I recently read an article that was written by Sara Debbie Gutfreund and would like to share her thoughts with you.
There is no ‘typical” mothering personality. We’re all as different as each of our children are. But most mothers do want to hear the following sentences from their children:
- Thank you. For being my mother. For buying my favorite snack. For cutting the crust off of my grilled cheese sandwich. For helping me with my homework. For letting me make brownies in the kitchen right after it was cleaned. For driving me to ballet. For smiling when you’re tired. For reading to me. And singing to me. And praying for me. Sometimes mothers think that no one notices all of their efforts. A thank you for the little things is something they all love to hear.
- I’m happy. I’m happy in school. I have great friends. I love our home. I have just what I need. My new job is working out. I like my life. I like myself. The well-known saying is true: Parents are only as happy as their least happy child. This doesn’t mean that mothers don’t want to hear their children’s complaints and troubles. But make sure to frequently share the good news too. When her child is happy, a mother’s heart soars.
- I know you love me. Even when you don’t know how to say it. Even when you aren’t sure how to show it. Even when you are distracted. Or tired. Or busy. Or frustrated. I know you care. Even when you can’t give me exactly what I need, I know you want to. Mothers don’t always know how to tell their children what gifts they are in their lives, but they want to hear that their children know it anyway.
- I need you. When I do something great, it’s your applause I want to hear. When I make a mistake, it’s your reassurance I search for. I need you to show me where I came from and to believe in where I am going. I need you to understand me when no one else can. To love me even when I’m not lovable. To give to me even when I cannot give back. To see me the way only a mother can. After spending years tending to children’s myriad needs, mothers want to hear that they still play a special, crucial role in their lives.

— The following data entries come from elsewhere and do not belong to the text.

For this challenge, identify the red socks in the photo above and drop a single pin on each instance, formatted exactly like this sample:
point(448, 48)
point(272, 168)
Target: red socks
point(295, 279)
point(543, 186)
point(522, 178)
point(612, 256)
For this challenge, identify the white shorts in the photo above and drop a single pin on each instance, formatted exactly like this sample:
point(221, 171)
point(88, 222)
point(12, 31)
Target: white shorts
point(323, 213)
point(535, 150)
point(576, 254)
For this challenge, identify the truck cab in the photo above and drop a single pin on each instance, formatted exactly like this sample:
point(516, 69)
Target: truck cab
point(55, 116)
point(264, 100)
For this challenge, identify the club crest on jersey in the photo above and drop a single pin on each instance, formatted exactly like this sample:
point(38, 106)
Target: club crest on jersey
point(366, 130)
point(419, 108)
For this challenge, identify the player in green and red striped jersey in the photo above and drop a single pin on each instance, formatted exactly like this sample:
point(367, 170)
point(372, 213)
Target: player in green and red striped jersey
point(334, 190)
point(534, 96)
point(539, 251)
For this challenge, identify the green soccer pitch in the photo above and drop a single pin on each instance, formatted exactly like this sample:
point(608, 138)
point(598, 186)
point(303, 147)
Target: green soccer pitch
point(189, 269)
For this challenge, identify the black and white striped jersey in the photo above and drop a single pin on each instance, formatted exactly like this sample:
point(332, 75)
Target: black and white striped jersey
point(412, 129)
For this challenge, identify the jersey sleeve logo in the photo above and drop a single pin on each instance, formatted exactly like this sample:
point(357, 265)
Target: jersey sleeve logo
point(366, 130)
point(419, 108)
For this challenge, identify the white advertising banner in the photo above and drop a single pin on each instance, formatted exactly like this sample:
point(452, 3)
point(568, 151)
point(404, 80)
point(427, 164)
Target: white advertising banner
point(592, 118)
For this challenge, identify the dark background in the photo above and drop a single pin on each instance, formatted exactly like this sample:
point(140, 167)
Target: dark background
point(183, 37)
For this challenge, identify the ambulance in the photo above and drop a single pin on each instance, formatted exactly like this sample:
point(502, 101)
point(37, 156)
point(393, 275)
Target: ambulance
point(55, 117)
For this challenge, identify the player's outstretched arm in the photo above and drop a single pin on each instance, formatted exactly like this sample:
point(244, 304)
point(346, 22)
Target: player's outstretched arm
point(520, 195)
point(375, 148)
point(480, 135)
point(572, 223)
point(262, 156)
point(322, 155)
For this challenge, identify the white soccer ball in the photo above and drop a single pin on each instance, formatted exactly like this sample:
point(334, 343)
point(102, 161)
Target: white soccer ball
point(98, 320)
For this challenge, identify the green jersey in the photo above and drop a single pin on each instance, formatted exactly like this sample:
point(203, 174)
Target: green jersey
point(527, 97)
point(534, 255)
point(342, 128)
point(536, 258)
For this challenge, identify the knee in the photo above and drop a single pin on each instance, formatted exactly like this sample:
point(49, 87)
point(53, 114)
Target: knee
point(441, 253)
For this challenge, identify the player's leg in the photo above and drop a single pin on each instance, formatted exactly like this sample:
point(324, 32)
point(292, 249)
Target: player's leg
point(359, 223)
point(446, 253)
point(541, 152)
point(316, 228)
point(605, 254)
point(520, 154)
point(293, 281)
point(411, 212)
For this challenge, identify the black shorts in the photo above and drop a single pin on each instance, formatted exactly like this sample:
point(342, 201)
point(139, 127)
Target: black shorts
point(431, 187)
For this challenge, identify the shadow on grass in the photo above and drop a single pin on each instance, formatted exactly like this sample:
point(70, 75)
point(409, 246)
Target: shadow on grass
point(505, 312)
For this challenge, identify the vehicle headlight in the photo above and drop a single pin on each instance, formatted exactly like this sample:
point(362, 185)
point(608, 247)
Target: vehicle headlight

- I admire you. I admire how you helped that woman on the street. How you set such a beautiful table. How you spoke at the conference. How you juggle all of your roles. I admire your strength. I admire your courage. I want to have your warmth. Your perseverance. Your grace. Most of us know that children crave their mothers’ approval, but few of us realize that mothers want their children’s admiration. They want to know that their children see their strengths and are proud of their accomplishments. There is nothing sweeter to a mother’s ear than: I want to be just like you.
I have also posted this link https://www.youtube.com/watch?v=HB3xM93rXbY to a short video about Mothers that I am sure you will enjoy.
What do you do to show your Mom you love her and appreciate all she does for you?